By Hamish Johnston
For the past few days, rumours have been swirling that the Advanced Laser Interferometer Gravitational-wave Observatory (Advanced LIGO) has detected gravitiational waves. Advanced LIGO comprises two huge (kilometre-sized) interferometers in the US, which began taking data in September 2015. The source of the rumours seems to be the physicist and author Lawrence Krauss, who wrote on Twitter yesterday that “My earlier rumour about LIGO has been confirmed by independent sources. Stay tuned! Gravitational waves may have been discovered!! Exciting.”
And it would be very exciting, except for the fact that LIGO spokesperson Gabriela González of Louisiana State University has since told the Guardian newspaper that “The LIGO instruments are still taking data today, and it takes us time to analyse, interpret and review results, so we don’t have any results to share yet.”
So is González exercising the appropriate caution needed when faced with a groundbreaking discovery that must be first confirmed or has Krauss got the wrong end of the stick?
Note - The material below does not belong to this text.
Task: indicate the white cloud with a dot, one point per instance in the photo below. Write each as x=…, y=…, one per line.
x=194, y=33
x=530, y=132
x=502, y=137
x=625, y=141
Only time will tell, but in the meantime if you want to know more about Advanced LIGO and the search for gravitational waves, then there is a wealth of information here on physicsworld.com. A good place to start is the 100 Second Science video “What is a gravitational wave?” below in which Ben Stappers of the UK’s University of Manchester explains how gravitational waves are the astrophysical equivalent of throwing a stone into a pond.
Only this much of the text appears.